Judicial review in India is a process by which the Supreme Court and the High Courts of India review executive or legislative actions. They may invalidate amendments, laws, acts and governmental actions that are incompatible with the terms of the Constitution of India.  

Judicial review is one of the checks and balances in the separation of powers: the power of the judiciary to supervise the legislative and executive branches when the latter exceed their authority. The courts invalidate laws, acts and governmental (executive) actions which violate constitutional provisions. The courts can invalidate any constitutional amendments if they infringe on the basic structure of the Indian Constitution. 

Frequently, this power is used to the protect and enforce the fundamental rights guaranteed in the Constitution. To a lesser extent, judicial review is used in matters concerning legislative competence with regard to the centre-state relations.

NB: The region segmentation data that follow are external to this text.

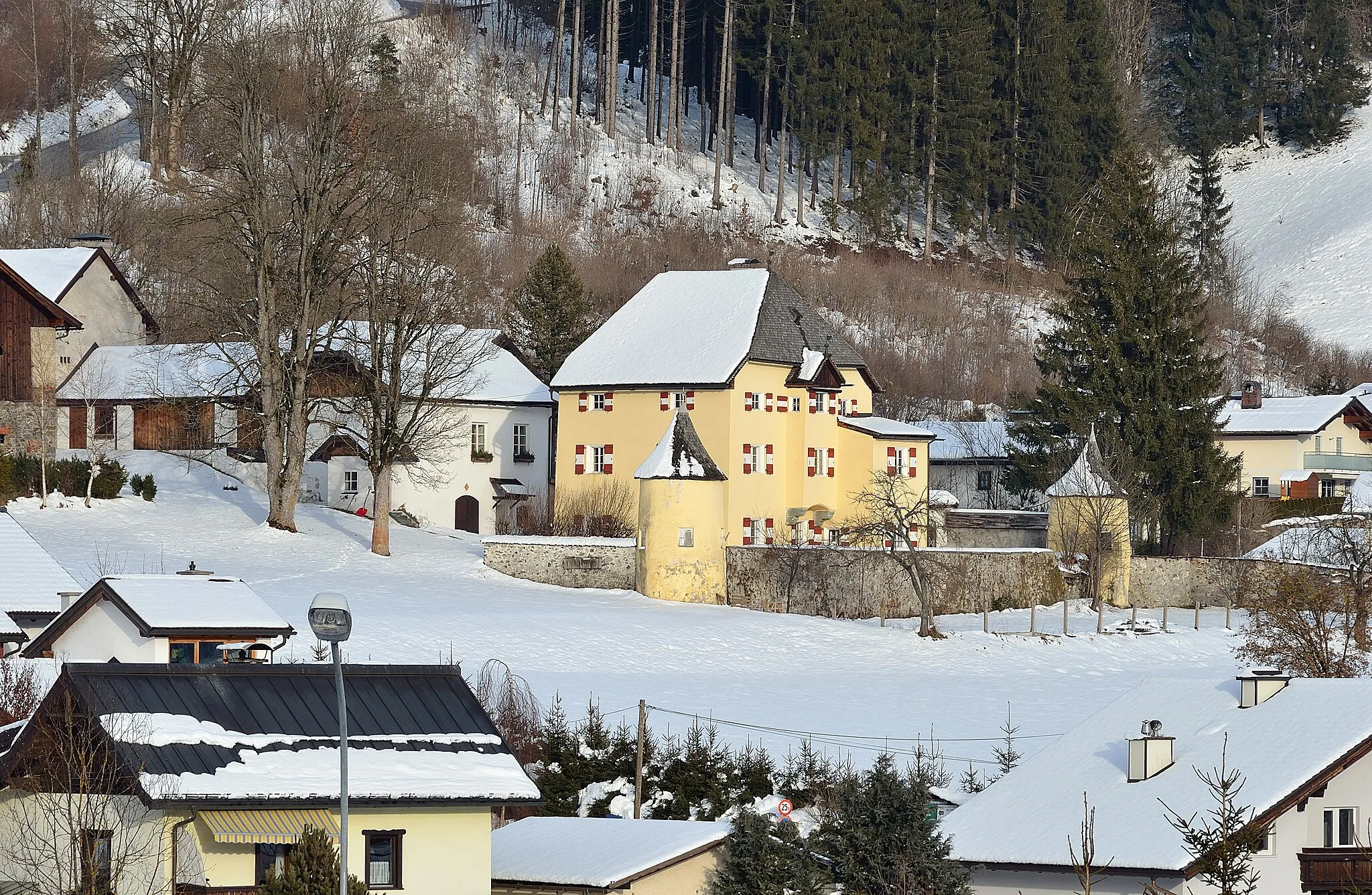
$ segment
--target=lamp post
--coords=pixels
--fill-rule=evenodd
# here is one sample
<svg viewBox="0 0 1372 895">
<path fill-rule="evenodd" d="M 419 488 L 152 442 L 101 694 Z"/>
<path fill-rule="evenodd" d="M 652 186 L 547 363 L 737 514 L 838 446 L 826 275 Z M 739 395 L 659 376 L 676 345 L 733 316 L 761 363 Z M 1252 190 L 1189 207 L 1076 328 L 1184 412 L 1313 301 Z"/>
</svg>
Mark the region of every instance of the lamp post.
<svg viewBox="0 0 1372 895">
<path fill-rule="evenodd" d="M 343 657 L 339 644 L 353 633 L 353 613 L 342 593 L 316 593 L 310 629 L 333 652 L 333 687 L 339 694 L 339 895 L 347 895 L 347 700 L 343 698 Z"/>
</svg>

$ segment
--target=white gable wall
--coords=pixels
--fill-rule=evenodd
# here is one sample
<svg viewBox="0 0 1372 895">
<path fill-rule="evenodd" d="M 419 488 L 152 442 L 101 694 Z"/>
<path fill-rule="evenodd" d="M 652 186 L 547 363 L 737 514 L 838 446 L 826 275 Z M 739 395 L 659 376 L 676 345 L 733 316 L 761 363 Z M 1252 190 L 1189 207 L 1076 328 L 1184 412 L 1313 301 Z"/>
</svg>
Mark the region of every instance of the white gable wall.
<svg viewBox="0 0 1372 895">
<path fill-rule="evenodd" d="M 102 599 L 62 632 L 52 655 L 66 662 L 167 662 L 166 637 L 144 637 L 129 617 Z"/>
</svg>

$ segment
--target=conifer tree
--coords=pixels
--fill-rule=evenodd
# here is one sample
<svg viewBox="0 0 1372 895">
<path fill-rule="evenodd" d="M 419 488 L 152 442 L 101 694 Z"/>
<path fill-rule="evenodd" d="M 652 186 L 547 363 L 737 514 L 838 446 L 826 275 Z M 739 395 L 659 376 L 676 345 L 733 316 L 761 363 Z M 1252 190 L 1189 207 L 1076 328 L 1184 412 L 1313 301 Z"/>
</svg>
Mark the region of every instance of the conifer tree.
<svg viewBox="0 0 1372 895">
<path fill-rule="evenodd" d="M 1043 384 L 1013 424 L 1013 488 L 1051 484 L 1091 425 L 1132 473 L 1146 547 L 1206 535 L 1233 504 L 1236 461 L 1214 441 L 1220 360 L 1181 228 L 1159 215 L 1151 163 L 1125 145 L 1093 189 L 1069 254 L 1067 285 L 1039 343 Z M 1143 517 L 1143 518 L 1140 518 Z"/>
<path fill-rule="evenodd" d="M 591 303 L 576 269 L 558 245 L 549 245 L 512 302 L 514 341 L 545 382 L 591 333 Z"/>
</svg>

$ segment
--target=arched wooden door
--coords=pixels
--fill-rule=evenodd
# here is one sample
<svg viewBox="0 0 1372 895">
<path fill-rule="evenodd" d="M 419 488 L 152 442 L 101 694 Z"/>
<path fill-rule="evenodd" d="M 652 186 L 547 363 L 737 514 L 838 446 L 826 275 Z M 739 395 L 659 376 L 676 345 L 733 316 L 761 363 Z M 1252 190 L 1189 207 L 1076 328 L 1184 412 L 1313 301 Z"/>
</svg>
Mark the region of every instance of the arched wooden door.
<svg viewBox="0 0 1372 895">
<path fill-rule="evenodd" d="M 482 530 L 482 504 L 472 495 L 462 495 L 457 499 L 453 510 L 453 528 L 460 532 L 479 535 Z"/>
</svg>

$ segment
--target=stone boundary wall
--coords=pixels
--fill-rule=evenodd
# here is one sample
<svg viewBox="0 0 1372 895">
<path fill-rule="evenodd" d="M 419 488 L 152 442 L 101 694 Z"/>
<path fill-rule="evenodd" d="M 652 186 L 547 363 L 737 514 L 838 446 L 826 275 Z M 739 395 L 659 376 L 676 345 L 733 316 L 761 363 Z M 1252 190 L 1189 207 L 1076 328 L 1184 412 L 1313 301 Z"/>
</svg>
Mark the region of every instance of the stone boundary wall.
<svg viewBox="0 0 1372 895">
<path fill-rule="evenodd" d="M 925 548 L 934 613 L 1056 603 L 1067 585 L 1050 550 Z M 727 547 L 730 606 L 830 618 L 912 618 L 919 599 L 901 562 L 882 550 Z"/>
<path fill-rule="evenodd" d="M 1336 569 L 1273 559 L 1136 555 L 1129 567 L 1129 604 L 1243 606 L 1249 595 L 1269 592 L 1279 578 L 1309 569 L 1328 577 L 1338 574 Z"/>
<path fill-rule="evenodd" d="M 632 591 L 637 550 L 632 537 L 483 537 L 484 562 L 514 578 L 565 588 Z"/>
</svg>

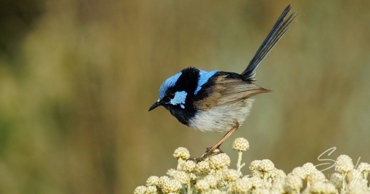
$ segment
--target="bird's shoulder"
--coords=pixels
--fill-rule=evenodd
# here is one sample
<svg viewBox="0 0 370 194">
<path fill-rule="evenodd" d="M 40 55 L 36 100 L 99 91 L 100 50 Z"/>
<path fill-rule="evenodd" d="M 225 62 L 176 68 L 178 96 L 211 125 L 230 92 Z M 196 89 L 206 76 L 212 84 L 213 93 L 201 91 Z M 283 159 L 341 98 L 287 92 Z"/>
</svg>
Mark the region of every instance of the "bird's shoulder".
<svg viewBox="0 0 370 194">
<path fill-rule="evenodd" d="M 207 111 L 218 106 L 231 104 L 253 95 L 270 90 L 242 80 L 236 73 L 218 72 L 205 84 L 200 95 L 207 96 L 193 101 L 197 109 Z"/>
</svg>

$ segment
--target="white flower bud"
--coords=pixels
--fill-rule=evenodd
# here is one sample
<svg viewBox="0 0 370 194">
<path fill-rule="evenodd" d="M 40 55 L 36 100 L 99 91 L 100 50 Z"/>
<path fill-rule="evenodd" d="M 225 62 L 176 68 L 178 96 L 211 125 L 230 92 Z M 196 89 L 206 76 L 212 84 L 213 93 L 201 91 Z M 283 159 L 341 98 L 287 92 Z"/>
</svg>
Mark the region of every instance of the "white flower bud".
<svg viewBox="0 0 370 194">
<path fill-rule="evenodd" d="M 249 149 L 249 142 L 245 138 L 238 137 L 233 142 L 232 148 L 238 151 L 245 151 Z"/>
</svg>

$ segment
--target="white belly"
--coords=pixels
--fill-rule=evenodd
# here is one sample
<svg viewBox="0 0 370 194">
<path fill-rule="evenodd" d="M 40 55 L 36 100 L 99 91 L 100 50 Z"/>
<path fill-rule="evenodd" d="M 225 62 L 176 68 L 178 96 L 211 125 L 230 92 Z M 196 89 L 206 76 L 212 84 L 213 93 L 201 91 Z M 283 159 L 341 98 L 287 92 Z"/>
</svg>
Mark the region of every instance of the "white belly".
<svg viewBox="0 0 370 194">
<path fill-rule="evenodd" d="M 189 126 L 203 132 L 229 131 L 236 121 L 241 125 L 245 120 L 253 101 L 249 97 L 208 111 L 199 110 L 190 121 Z"/>
</svg>

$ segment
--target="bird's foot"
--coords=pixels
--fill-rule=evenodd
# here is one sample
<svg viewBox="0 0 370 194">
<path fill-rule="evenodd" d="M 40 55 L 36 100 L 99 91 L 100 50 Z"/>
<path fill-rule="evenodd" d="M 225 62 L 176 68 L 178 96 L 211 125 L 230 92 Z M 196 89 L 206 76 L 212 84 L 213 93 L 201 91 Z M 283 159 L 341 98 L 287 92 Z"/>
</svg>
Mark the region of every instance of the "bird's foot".
<svg viewBox="0 0 370 194">
<path fill-rule="evenodd" d="M 203 155 L 201 157 L 198 158 L 190 158 L 189 159 L 188 159 L 188 160 L 193 161 L 195 163 L 198 163 L 199 162 L 203 161 L 209 156 L 217 155 L 218 154 L 224 153 L 224 152 L 222 151 L 222 150 L 221 150 L 219 147 L 216 149 L 215 149 L 214 150 L 213 150 L 211 149 L 211 147 L 207 147 L 207 150 L 206 151 L 206 153 L 205 153 L 204 154 L 203 154 Z"/>
</svg>

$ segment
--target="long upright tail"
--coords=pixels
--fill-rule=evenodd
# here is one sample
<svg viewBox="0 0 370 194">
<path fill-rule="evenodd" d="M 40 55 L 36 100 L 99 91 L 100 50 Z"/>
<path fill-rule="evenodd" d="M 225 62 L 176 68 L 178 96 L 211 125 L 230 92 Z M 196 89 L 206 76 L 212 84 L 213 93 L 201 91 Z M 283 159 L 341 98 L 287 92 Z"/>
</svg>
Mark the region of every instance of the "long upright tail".
<svg viewBox="0 0 370 194">
<path fill-rule="evenodd" d="M 263 41 L 262 45 L 261 45 L 261 46 L 259 47 L 259 48 L 257 50 L 257 52 L 256 53 L 254 57 L 249 62 L 247 68 L 241 73 L 241 75 L 245 80 L 254 81 L 254 77 L 256 74 L 255 70 L 259 64 L 259 63 L 263 60 L 266 55 L 273 48 L 275 44 L 279 41 L 285 32 L 295 22 L 294 21 L 292 23 L 292 21 L 298 16 L 298 14 L 297 14 L 293 16 L 293 15 L 294 15 L 294 14 L 295 14 L 298 10 L 294 10 L 288 18 L 286 19 L 285 18 L 290 10 L 291 7 L 290 5 L 289 5 L 284 9 L 280 17 L 279 17 L 279 18 L 277 19 L 277 21 L 276 21 L 273 29 L 270 31 L 269 35 L 266 37 L 265 40 Z"/>
</svg>

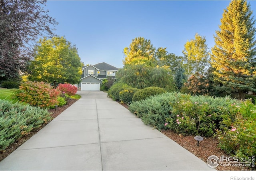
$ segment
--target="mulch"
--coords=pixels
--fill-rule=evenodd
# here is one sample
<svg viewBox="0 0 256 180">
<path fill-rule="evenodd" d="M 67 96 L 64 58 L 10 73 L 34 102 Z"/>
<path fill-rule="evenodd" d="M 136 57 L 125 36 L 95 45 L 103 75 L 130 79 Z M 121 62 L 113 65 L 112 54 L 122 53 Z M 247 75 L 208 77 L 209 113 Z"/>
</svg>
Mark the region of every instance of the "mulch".
<svg viewBox="0 0 256 180">
<path fill-rule="evenodd" d="M 52 118 L 52 120 L 57 117 L 59 114 L 73 104 L 77 100 L 74 99 L 68 99 L 67 100 L 67 104 L 66 105 L 61 107 L 58 107 L 56 110 L 55 109 L 48 110 L 48 111 L 51 113 L 51 116 Z M 41 126 L 38 128 L 33 130 L 31 132 L 30 132 L 28 134 L 22 136 L 21 138 L 16 140 L 14 143 L 10 145 L 10 146 L 7 147 L 5 150 L 0 150 L 0 162 L 7 157 L 7 156 L 14 152 L 22 144 L 26 142 L 26 141 L 30 138 L 36 134 L 37 132 L 47 125 L 50 122 L 50 121 L 47 122 L 46 123 L 42 124 Z"/>
<path fill-rule="evenodd" d="M 57 117 L 77 100 L 74 99 L 69 99 L 66 105 L 62 107 L 58 107 L 56 110 L 54 109 L 48 110 L 49 112 L 51 113 L 52 119 Z M 126 108 L 128 108 L 129 106 L 127 104 L 121 103 L 120 102 L 118 101 L 117 102 Z M 6 150 L 0 151 L 0 162 L 34 134 L 36 134 L 49 122 L 50 122 L 43 124 L 41 127 L 36 129 L 34 130 L 32 132 L 30 132 L 29 134 L 22 136 L 10 145 Z M 198 146 L 197 141 L 194 140 L 194 136 L 184 136 L 181 134 L 176 133 L 170 130 L 162 130 L 161 132 L 206 163 L 207 162 L 208 157 L 211 155 L 214 155 L 217 156 L 218 157 L 220 157 L 222 156 L 229 156 L 218 147 L 219 142 L 216 138 L 204 138 L 204 140 L 200 142 L 199 146 Z M 218 170 L 222 171 L 252 170 L 252 169 L 250 167 L 230 166 L 220 166 L 217 167 L 215 169 Z"/>
</svg>

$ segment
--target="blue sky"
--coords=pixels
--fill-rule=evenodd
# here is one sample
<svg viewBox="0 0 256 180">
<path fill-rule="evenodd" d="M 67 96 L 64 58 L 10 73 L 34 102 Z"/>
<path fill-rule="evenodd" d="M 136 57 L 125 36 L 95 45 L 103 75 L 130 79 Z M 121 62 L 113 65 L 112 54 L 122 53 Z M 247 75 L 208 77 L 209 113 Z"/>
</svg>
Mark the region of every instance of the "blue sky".
<svg viewBox="0 0 256 180">
<path fill-rule="evenodd" d="M 256 1 L 249 1 L 256 13 Z M 209 48 L 230 1 L 48 1 L 59 24 L 55 33 L 76 44 L 81 61 L 123 66 L 124 48 L 143 37 L 153 46 L 182 55 L 198 33 Z M 255 18 L 254 18 L 255 19 Z"/>
</svg>

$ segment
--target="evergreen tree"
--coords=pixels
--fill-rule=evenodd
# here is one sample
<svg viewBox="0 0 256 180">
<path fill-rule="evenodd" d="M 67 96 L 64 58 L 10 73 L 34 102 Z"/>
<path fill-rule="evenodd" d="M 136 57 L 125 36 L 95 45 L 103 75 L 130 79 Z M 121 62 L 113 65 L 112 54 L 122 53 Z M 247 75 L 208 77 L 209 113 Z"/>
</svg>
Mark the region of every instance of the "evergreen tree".
<svg viewBox="0 0 256 180">
<path fill-rule="evenodd" d="M 188 79 L 187 76 L 185 74 L 185 69 L 180 65 L 175 72 L 174 80 L 177 88 L 180 90 Z"/>
<path fill-rule="evenodd" d="M 244 99 L 244 91 L 256 90 L 256 28 L 252 14 L 246 1 L 231 1 L 224 10 L 212 48 L 216 79 L 238 91 L 240 99 Z"/>
</svg>

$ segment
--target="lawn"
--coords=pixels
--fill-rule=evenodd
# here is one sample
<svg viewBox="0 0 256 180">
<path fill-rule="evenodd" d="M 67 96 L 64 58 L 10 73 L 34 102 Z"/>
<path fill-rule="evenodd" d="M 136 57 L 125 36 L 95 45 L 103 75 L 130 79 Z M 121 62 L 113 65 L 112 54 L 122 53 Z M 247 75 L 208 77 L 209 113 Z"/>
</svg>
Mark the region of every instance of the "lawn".
<svg viewBox="0 0 256 180">
<path fill-rule="evenodd" d="M 0 99 L 12 100 L 12 92 L 16 89 L 2 89 L 0 88 Z"/>
</svg>

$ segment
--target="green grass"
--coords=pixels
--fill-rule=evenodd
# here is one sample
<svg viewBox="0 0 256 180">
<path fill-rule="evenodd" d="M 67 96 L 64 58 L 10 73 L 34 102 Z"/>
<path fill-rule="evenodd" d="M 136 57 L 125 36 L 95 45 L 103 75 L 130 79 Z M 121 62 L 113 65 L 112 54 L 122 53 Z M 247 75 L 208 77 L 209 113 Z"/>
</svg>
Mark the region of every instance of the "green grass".
<svg viewBox="0 0 256 180">
<path fill-rule="evenodd" d="M 17 89 L 0 89 L 0 99 L 12 100 L 12 91 Z"/>
<path fill-rule="evenodd" d="M 75 94 L 74 96 L 72 96 L 70 97 L 70 98 L 72 98 L 72 99 L 79 99 L 81 98 L 81 96 L 79 95 L 78 94 Z"/>
</svg>

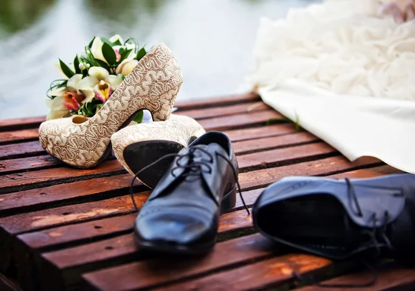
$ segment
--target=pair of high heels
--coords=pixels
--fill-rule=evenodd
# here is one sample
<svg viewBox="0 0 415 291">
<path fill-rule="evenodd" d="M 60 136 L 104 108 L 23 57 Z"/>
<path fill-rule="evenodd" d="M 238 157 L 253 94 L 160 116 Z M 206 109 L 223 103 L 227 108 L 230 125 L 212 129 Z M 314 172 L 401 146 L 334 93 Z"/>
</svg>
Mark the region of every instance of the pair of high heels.
<svg viewBox="0 0 415 291">
<path fill-rule="evenodd" d="M 112 144 L 116 158 L 133 174 L 149 161 L 178 152 L 205 132 L 192 118 L 171 115 L 182 82 L 172 51 L 159 44 L 140 60 L 93 117 L 43 122 L 39 129 L 41 144 L 64 163 L 88 169 L 111 153 Z M 154 122 L 125 127 L 144 109 L 150 111 Z M 165 170 L 160 167 L 148 169 L 140 180 L 154 187 Z"/>
</svg>

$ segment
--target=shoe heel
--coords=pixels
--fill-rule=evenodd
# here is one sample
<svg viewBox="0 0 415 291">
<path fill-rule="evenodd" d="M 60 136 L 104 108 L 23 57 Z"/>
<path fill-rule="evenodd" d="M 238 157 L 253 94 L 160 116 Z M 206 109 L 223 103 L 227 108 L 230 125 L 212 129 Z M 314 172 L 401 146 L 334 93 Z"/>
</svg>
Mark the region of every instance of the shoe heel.
<svg viewBox="0 0 415 291">
<path fill-rule="evenodd" d="M 228 212 L 234 207 L 237 204 L 237 185 L 235 185 L 231 190 L 228 192 L 222 199 L 221 205 L 221 214 Z"/>
</svg>

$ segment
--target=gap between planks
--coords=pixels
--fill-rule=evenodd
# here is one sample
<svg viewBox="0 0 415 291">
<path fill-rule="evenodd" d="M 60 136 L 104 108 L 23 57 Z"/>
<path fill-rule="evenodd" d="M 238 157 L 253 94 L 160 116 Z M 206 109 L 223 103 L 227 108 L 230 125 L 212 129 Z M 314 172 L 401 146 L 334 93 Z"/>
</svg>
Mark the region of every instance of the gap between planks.
<svg viewBox="0 0 415 291">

The Constitutional Provisions 
The provisions in Constitution of India related to the Judicial Review: 

 Article 13
 Article 32: enshrines the Right to Constitutional Remedies.
 Article 131 to 134: provides the Supreme Court with the original jurisdiction for centre-state and inter-state conflicts, constitutional, civil and criminal cases.
 Article 135: authorises the Supreme Court to exercise the jurisdiction and powers of the federal court under any pre-constitution law
 Article 136: deals with Special Leave to Appeal in India.
 Article 143
 Article 226 to 227: authorises the high courts with the power of judicial review.
 Article 245 to 246
 Article 251 and Article 254: deals with situations where there is a dispute between the central and state laws. 
 Article 372: deals with pre-constitutional laws.